Jennifer: It sounds like a blast. What’s your favorite gig so far?

Sara: That’s a tough one. I’d have to say playing Fanny Brice in Funny Girl, cruising the Hawaiian Islands with Norwegian Cruise Lines, and the show I’m currently working on: Raunchy Little Musical.

Jennifer: If you could sing a duet with anyone in the world, past or present, who would it be?

Sara: Ooh, great question! Louis Armstrong, Bobby Darin, Stevie Wonder or

Paul McCartney.

Jennifer: Do you have a favorite song? What’s your favorite musical?

Sara: I do! I have many favorites, but I’d have to say my very favorite is “Beyond the Sea.” As far as musicals go, I really love Gypsy.

Jennifer: How did you get into Younique makeup?

Sara: Well, back in 2010 I took some time off from performing to pursue another interest of mine: skin care/makeup. I became a Licensed

Aesthetician…which is basically a fancy way of saying Skin Care Specialist. I found that becoming a Presenter for Younique provided me an opportunity that would allow me to gain further exposure with the emphasis on cosmetic artistry. All the while incorporating the experience I have in the performing arts. Both fields blend beautifully…pun fully intended.

Jennifer: 😊What do you love about it?

Sara: I love the fact that I’m helping to uplift and empower women. That we’re connecting. I want women to recognize their beauty and self-worth with or without makeup. But if you love lipstick, and it makes you feel good to wear it, that’s the sort of happy that will shine right outta your face. I also get very excited about sharing Younique’s beautiful, natural-based products with everyone. They’re the cosmetic and skin care line I’d want someone to tell me about! Also, every purchase that’s made through a Younique Presenter also supports The Younique Foundation, a retreat for sexually abused women where they can go to begin their healing process.

Jennifer: That’s wonderful. What was your most embarrassing moment while performing? I’ll go first with my most embarrassing moment: At Boblo Island Amusement Park in 1980, I lost my wrap-around skirt while singing and dancing in front of 800 people.

Sara: Oh no! That’s a solid embarrassing moment for sure. LOL! I’ve had quite a few myself, but I had an experience not too long ago where I just BIT IT onstage. I love prat falling, but this was a very real fall and I was in some very high heels…all the while sporting one of the shortest skirts I’ve ever worn. It was one of those falls that make you question if the person is injured. When I finally got up, I was so flustered that I just kicked off the other heel and continued the scene sans shoes.

Jennifer: Yes, the show must go on. What has been your most triumphant moment performing so far?
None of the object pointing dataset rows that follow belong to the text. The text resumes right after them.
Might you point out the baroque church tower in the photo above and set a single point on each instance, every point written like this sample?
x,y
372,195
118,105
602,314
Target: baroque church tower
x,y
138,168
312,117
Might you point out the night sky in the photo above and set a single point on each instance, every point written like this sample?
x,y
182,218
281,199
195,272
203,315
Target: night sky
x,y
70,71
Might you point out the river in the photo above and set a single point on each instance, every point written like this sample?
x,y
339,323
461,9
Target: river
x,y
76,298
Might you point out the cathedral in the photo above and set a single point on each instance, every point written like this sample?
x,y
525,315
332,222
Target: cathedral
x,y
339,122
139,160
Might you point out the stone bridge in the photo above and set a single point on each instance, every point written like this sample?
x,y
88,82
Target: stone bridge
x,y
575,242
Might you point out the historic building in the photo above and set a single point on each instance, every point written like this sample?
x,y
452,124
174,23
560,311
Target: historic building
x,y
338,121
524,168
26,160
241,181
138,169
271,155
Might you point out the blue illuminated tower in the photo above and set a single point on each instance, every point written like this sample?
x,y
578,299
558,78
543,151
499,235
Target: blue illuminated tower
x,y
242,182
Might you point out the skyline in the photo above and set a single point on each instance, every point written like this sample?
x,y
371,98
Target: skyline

Sara: I had the pleasure of performing at the prestigious Colonial Theatre in Boston, and that was an awesome feeling. But, I’d honestly have to say that they’re all triumphant in one way or another. Even the smallest gig. If I can make just one person in the audience smile, then that’s good enough for me.

Jennifer: That’s impressive. Thanks so much for making me over today, Sara! It was a lot of fun.

Sara: Thank YOU! I appreciate your wanting to collaborate, and look forward to some binge-reading!

Jennifer:  I can’t wait to hear you sing again, Sara!